A cylindrical bucket, 32 cm high and 18 cm of radius of the base, is filled with sand. This bucket is emptied on the ground and a conical heap of sand is formed. If the height of the conical heap is 24 cm, find the radius and slant height of the heap
The height and radius of the cylindrical bucket are $h=32 \mathrm{~cm}$ and $r=18 \mathrm{~cm}$ respectively. Therefore, the volume of the cylindrical bucket is
$V=\pi r^{2} h$
$=\frac{22}{7} \times(18)^{2} \times 32$
The bucket is full of sand and is emptied in the ground to form a conical heap of sand of height $h_{1}=24 \mathrm{~cm}$. Let, the radius and slant height of the conical heap be $r_{1} \mathrm{~cm}$ and $l_{1} \mathrm{~cm}$ respectively.

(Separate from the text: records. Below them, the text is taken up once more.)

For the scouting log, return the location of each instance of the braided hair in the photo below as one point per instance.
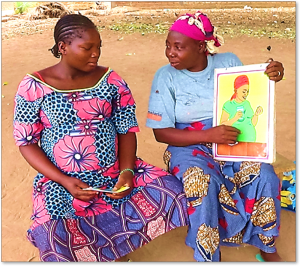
(67, 28)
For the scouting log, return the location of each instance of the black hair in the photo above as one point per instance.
(67, 27)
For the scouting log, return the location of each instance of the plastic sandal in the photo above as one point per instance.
(259, 258)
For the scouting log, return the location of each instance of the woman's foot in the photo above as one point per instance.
(270, 257)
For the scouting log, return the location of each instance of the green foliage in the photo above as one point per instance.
(22, 7)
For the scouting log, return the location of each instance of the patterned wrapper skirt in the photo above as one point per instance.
(230, 203)
(155, 209)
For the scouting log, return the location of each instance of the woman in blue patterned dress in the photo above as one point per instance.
(75, 124)
(229, 203)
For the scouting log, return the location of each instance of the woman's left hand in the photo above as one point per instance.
(274, 70)
(126, 179)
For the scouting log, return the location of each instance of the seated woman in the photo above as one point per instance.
(75, 123)
(229, 202)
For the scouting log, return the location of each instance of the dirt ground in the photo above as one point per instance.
(135, 57)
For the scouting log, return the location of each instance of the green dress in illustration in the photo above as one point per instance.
(244, 124)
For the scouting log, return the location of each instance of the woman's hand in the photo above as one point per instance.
(125, 179)
(75, 187)
(222, 134)
(274, 70)
(259, 110)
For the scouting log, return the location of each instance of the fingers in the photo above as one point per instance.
(275, 70)
(269, 60)
(230, 134)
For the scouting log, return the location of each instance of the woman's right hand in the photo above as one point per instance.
(75, 187)
(222, 134)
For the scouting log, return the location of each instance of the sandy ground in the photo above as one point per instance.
(28, 53)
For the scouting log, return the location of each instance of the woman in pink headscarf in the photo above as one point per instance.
(237, 112)
(230, 203)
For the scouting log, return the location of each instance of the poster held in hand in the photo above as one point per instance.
(244, 98)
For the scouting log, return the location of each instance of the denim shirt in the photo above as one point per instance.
(182, 96)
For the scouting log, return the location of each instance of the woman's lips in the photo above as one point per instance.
(92, 63)
(173, 64)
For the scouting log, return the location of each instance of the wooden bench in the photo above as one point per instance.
(282, 164)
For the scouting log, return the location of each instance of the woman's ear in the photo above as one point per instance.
(62, 47)
(202, 46)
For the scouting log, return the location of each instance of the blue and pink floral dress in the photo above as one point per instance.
(77, 130)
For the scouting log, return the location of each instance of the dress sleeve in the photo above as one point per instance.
(124, 107)
(161, 106)
(27, 124)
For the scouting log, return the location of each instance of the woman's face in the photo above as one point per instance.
(183, 52)
(84, 50)
(242, 93)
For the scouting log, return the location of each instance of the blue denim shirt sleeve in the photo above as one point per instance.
(161, 107)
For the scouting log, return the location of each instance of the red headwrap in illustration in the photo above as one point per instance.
(238, 82)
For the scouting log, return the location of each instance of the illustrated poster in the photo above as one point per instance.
(244, 98)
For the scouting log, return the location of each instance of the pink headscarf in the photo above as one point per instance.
(197, 27)
(238, 82)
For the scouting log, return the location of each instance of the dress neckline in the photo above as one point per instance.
(66, 91)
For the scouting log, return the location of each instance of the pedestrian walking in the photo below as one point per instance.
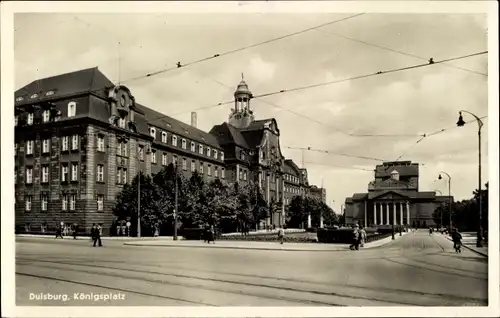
(355, 238)
(281, 235)
(457, 240)
(96, 234)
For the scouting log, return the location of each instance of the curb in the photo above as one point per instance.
(470, 249)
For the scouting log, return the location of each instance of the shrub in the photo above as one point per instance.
(192, 233)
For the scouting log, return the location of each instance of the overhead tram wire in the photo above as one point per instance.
(180, 65)
(334, 153)
(336, 82)
(396, 51)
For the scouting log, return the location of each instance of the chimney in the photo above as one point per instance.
(193, 119)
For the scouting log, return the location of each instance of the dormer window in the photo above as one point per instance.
(71, 109)
(395, 175)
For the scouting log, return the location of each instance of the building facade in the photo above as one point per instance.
(394, 197)
(79, 139)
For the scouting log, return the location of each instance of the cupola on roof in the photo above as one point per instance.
(242, 87)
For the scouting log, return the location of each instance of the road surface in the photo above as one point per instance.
(415, 270)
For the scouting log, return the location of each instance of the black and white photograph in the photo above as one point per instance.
(294, 155)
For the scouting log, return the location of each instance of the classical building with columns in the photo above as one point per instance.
(394, 196)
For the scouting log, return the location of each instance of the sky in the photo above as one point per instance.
(411, 102)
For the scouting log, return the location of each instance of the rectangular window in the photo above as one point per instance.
(74, 142)
(30, 119)
(100, 173)
(46, 116)
(153, 156)
(65, 200)
(29, 175)
(141, 153)
(71, 109)
(28, 201)
(100, 202)
(45, 174)
(74, 172)
(45, 145)
(72, 202)
(29, 147)
(45, 202)
(122, 122)
(65, 143)
(100, 143)
(64, 174)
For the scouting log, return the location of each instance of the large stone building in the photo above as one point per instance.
(79, 138)
(394, 196)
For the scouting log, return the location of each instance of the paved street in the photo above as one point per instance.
(417, 269)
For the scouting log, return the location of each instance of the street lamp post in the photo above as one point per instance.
(449, 191)
(461, 123)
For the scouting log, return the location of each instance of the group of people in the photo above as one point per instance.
(359, 237)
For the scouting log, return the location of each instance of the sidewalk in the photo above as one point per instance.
(469, 242)
(252, 245)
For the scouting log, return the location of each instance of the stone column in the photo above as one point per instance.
(408, 213)
(394, 213)
(401, 213)
(387, 214)
(381, 214)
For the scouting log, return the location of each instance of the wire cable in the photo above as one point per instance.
(396, 51)
(179, 65)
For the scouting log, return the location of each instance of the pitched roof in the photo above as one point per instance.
(177, 127)
(73, 83)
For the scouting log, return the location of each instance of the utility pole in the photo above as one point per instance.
(176, 205)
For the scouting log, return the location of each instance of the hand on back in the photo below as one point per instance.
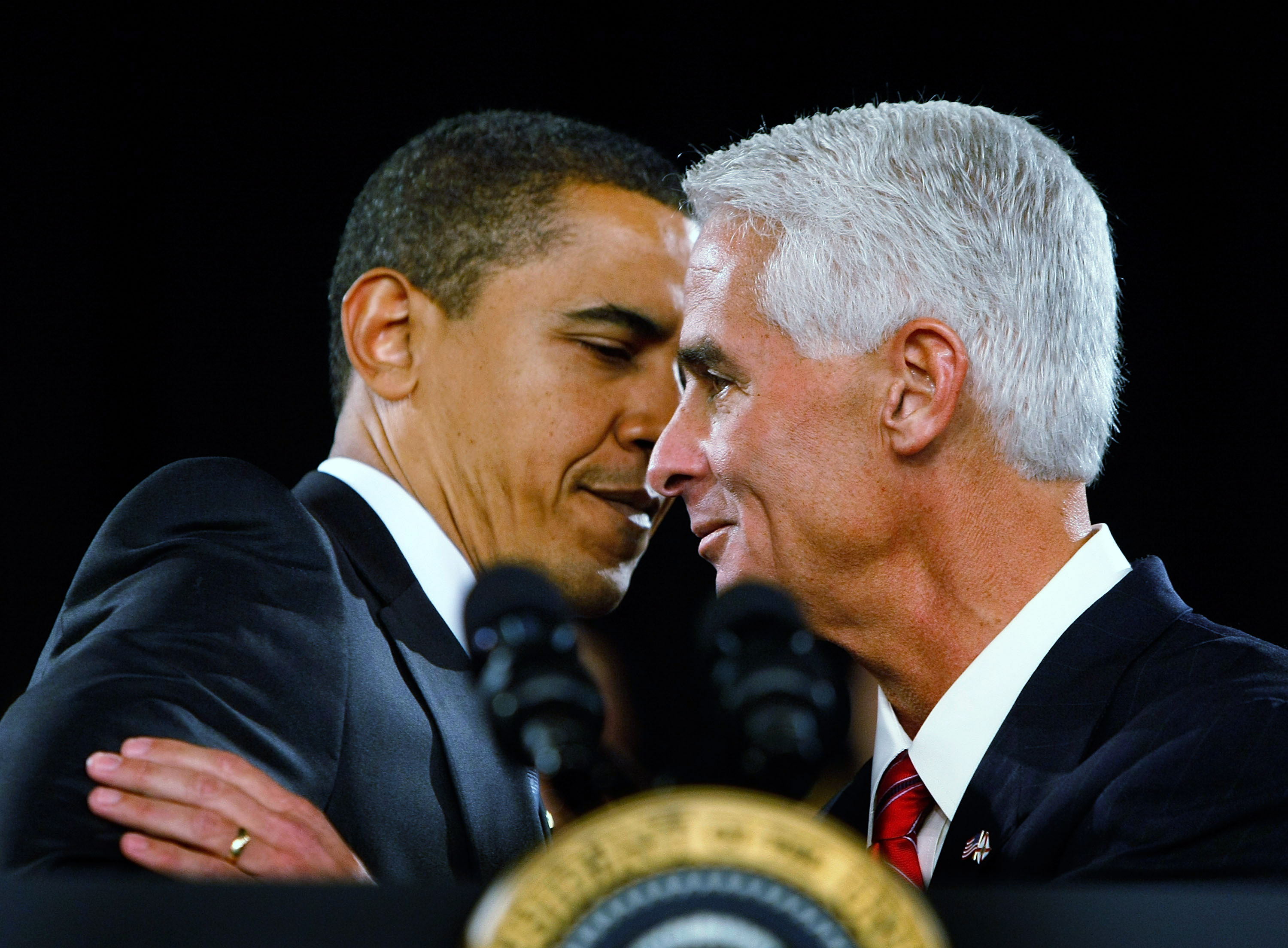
(191, 804)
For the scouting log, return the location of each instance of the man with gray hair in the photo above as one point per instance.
(901, 368)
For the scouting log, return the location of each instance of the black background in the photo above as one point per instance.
(177, 192)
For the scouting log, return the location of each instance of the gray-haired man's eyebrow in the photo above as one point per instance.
(705, 356)
(637, 324)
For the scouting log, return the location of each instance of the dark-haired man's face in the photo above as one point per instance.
(534, 418)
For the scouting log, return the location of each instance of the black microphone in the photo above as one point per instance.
(780, 696)
(545, 710)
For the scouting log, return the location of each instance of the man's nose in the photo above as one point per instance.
(678, 460)
(651, 406)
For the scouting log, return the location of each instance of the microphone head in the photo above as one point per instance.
(756, 603)
(509, 590)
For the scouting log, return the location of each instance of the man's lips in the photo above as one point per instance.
(704, 527)
(710, 534)
(637, 505)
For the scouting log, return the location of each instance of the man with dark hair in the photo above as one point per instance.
(505, 316)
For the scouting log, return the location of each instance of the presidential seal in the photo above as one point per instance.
(702, 867)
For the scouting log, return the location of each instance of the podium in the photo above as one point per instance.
(55, 914)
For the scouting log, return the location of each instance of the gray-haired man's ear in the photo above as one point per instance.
(928, 364)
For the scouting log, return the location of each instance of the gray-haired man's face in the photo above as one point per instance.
(775, 454)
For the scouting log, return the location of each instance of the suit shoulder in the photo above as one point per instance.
(1198, 656)
(207, 487)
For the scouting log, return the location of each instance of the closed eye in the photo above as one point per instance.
(704, 377)
(614, 353)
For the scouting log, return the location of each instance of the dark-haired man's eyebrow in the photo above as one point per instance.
(641, 326)
(708, 359)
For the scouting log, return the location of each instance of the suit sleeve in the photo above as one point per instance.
(208, 610)
(1206, 794)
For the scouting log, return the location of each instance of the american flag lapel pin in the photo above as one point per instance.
(978, 848)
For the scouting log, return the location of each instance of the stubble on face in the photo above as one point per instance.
(530, 431)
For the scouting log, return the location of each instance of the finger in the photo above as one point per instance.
(210, 798)
(197, 831)
(235, 771)
(222, 764)
(252, 781)
(194, 827)
(177, 862)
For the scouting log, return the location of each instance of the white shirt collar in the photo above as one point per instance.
(960, 728)
(438, 566)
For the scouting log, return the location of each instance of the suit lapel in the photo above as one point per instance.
(1051, 729)
(499, 802)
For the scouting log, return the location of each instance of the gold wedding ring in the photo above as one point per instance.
(239, 844)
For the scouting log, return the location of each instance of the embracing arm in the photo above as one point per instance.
(207, 611)
(194, 803)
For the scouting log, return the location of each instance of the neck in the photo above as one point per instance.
(361, 436)
(952, 580)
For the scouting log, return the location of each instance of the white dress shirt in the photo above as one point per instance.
(960, 728)
(438, 566)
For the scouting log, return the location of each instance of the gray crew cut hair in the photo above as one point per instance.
(890, 213)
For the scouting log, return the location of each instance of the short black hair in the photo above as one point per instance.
(474, 194)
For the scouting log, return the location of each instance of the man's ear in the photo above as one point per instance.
(380, 315)
(929, 362)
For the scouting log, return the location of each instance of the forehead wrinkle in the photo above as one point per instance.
(638, 324)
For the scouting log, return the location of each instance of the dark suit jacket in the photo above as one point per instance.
(217, 607)
(1151, 744)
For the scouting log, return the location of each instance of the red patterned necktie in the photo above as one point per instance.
(902, 804)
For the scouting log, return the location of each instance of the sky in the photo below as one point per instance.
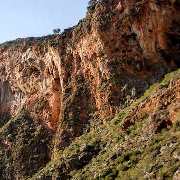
(32, 18)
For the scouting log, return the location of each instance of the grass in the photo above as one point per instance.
(115, 161)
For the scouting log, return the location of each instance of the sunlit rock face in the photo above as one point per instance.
(92, 70)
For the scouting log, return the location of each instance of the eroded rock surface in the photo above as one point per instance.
(93, 70)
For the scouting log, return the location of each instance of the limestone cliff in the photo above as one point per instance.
(88, 73)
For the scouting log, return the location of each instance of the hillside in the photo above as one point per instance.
(99, 101)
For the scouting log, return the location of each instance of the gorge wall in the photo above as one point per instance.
(92, 70)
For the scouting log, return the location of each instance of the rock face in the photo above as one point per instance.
(93, 70)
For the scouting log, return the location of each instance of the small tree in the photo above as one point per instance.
(57, 31)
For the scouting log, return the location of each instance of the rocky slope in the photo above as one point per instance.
(59, 95)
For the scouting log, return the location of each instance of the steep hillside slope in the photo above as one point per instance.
(59, 95)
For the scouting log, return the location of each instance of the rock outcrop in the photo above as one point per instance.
(92, 71)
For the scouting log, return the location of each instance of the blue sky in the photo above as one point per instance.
(24, 18)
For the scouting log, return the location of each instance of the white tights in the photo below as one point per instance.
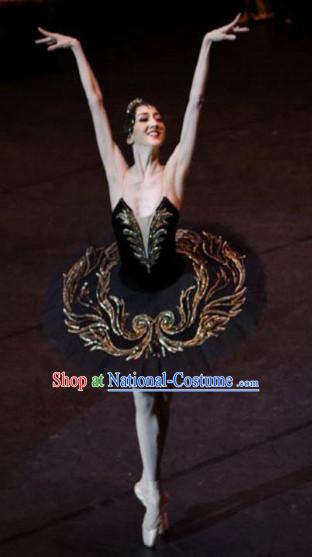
(152, 419)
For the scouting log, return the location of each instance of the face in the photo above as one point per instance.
(149, 128)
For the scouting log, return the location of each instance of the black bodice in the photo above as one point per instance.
(147, 246)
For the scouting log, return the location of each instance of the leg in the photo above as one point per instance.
(152, 419)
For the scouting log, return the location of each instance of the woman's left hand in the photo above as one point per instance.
(227, 32)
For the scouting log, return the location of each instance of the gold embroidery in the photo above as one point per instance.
(157, 233)
(206, 306)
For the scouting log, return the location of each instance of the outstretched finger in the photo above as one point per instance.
(45, 40)
(235, 21)
(241, 29)
(53, 47)
(45, 32)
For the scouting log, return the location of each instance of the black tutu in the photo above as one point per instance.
(100, 324)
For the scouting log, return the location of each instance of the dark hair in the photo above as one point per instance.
(130, 114)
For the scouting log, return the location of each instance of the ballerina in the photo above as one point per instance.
(145, 200)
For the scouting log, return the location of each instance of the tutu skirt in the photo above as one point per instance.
(102, 325)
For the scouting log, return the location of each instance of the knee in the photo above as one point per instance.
(144, 402)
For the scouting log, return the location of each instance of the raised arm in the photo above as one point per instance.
(182, 155)
(112, 158)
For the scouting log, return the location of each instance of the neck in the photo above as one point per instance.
(146, 161)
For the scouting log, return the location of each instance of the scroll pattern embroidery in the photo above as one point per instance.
(157, 234)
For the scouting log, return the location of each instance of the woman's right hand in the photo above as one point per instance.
(56, 40)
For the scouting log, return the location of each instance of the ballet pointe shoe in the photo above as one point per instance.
(155, 519)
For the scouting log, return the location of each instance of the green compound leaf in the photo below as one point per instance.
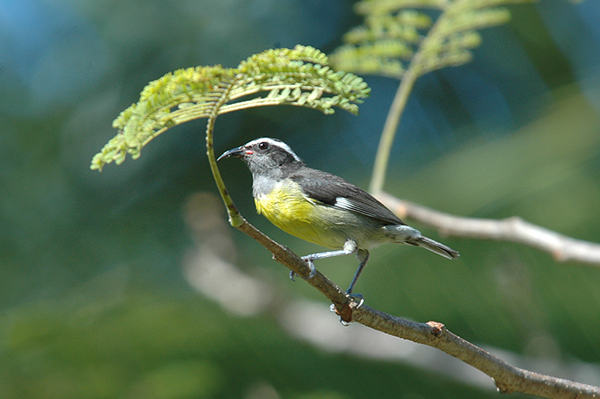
(397, 35)
(298, 76)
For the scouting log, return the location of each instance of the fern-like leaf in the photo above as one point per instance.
(298, 76)
(447, 43)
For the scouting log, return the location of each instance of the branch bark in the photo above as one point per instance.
(507, 378)
(513, 229)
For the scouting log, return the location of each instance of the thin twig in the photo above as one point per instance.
(513, 229)
(506, 377)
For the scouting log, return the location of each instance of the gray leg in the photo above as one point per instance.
(363, 256)
(350, 247)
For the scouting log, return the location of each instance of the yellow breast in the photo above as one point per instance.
(290, 210)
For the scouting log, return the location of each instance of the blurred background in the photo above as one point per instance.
(130, 283)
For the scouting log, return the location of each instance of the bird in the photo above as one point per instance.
(322, 208)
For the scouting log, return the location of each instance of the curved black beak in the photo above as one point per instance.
(237, 152)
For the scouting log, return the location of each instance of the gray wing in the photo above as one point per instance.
(335, 191)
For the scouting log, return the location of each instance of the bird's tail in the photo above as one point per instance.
(436, 247)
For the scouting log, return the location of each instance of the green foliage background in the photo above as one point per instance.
(94, 302)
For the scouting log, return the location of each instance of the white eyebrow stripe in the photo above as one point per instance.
(277, 143)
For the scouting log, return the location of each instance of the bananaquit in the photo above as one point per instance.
(323, 208)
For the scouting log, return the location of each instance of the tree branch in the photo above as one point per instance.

Then, we have
$l_{1}^{2}=r_{1}^{2}+h_{1}^{2}$
$\Rightarrow r_{1}^{2}=l_{1}^{2}-h_{1}^{2}$
$\Rightarrow r_{1}^{2}=l_{1}^{2}-(24)^{2}$
The volume of the conical heap is
$V_{1}=\frac{1}{3} \pi r_{1}^{2} h_{1}$
$=\frac{1}{3} \times \frac{22}{7} \times r_{1}^{2} \times 24$
$=\frac{22}{7} \times r_{1}^{2} \times 8$
Since, the volume of the cylindrical bucket and conical hear are same, we have
$V_{1}=V$
$\Rightarrow \frac{22}{7} \times r_{1}^{2} \times 8=\frac{22}{7} \times(18)^{2} \times 32$
$\Rightarrow \quad r_{1}^{2}=(18)^{2} \times 4$
$\Rightarrow \quad r_{1}=18 \times 2$
$\Rightarrow \quad r_{1}=36$
Then, we have
$l_{1}^{2}=r_{1}^{2}+h_{1}^{2}$
$\Rightarrow l_{1}^{2}=(36)^{2}+(24)^{2}$
$\Rightarrow l_{1}=43.27$
Therefore, the radius and the slant height of the conical heap are 36 cm and 43.27 cm respectively.